As ISO Victoria’s first Chairman, Bob Herbert saw the concept expand across Australia within a couple of short years.
It was Bob, then Victorian Director of the Metal Trades Industry Association (MTIA), together with ministerial staffer Colin Edwards and well-known trade unionist John Halfpenny, who first proposed the idea of the Industrial Supply Office to the Victorian Minister for Employment, Jim Symmonds.
The ISO office was set up in 1984, with Victorian Government backing.

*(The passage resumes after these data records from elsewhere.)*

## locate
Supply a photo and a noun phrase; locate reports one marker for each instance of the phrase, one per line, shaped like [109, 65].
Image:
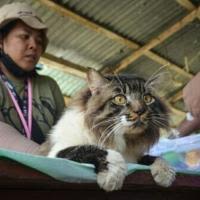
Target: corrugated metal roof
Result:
[138, 21]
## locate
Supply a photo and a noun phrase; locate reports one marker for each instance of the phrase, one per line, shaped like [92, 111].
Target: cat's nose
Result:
[140, 111]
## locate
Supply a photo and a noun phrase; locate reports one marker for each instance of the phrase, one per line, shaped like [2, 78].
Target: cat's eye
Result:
[148, 99]
[119, 100]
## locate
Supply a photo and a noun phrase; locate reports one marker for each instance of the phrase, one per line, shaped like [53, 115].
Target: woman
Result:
[29, 102]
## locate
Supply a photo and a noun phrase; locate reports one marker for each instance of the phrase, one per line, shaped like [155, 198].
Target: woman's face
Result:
[24, 45]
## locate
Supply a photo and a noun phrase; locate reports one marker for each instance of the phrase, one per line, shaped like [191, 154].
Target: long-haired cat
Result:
[114, 121]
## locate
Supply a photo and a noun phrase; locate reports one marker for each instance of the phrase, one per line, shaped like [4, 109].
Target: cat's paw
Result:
[162, 172]
[113, 177]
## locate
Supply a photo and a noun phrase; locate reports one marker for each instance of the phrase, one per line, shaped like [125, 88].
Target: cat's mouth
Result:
[138, 122]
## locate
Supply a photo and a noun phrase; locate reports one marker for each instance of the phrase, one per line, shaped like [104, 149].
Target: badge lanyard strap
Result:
[26, 124]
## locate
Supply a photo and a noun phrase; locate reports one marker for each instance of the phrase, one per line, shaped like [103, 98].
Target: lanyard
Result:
[25, 111]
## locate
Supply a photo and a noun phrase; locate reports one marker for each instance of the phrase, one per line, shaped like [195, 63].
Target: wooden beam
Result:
[97, 28]
[63, 65]
[154, 42]
[188, 5]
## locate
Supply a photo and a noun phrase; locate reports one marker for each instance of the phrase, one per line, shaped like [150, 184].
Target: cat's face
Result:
[123, 105]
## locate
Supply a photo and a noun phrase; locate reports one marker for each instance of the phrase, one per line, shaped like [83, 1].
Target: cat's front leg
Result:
[162, 172]
[109, 165]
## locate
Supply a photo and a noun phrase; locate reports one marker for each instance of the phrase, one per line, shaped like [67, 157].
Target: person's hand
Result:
[191, 96]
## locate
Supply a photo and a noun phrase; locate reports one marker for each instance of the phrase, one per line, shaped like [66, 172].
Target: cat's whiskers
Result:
[158, 123]
[110, 119]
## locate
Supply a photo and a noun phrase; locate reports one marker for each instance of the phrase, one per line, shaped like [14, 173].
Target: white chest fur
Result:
[69, 131]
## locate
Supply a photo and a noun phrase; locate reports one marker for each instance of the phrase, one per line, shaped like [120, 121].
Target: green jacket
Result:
[48, 103]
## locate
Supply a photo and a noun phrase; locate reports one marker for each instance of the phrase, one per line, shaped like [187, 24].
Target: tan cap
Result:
[23, 11]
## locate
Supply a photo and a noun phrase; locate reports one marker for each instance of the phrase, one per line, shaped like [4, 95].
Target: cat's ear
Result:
[95, 81]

The search for an inaugural CEO saw Roy Lilley appointed to the top job.
It wasn’t too long before the new ISO celebrated its first major success, with the project to build frigates at Williamstown.
“Kim Beazley [then Defence Minister] was keen for 70 percent local content,” Bob said.
“We hired the South Melbourne Football Club venue, which was full to overflowing with potential suppliers.”
In the end, the work of the ISO saw the project achieve 80 percent local content.
Bob also remembers ISO approaching medical facilities and hospitals to see what they imported and whether local suppliers had the capacity to replace those items.
These early successes piqued the interest of MTIA’s National CEO, Sydney-based Bert Evans.
“He said, ‘we’d better have one of those in NSW’,” Bob said. other states and territories soon followed.
According to Bob, research in the late 1980s showed that every million dollars diverted to Australian companies created more than 31 jobs.
Bob stayed with ISO, then ICN, until shortly after his retirement in 2004. He worked through changes of governments, with varying levels of support never wavering in his goal to boost local content.
The work he did with the organisation still stands as one of his greatest career achievements.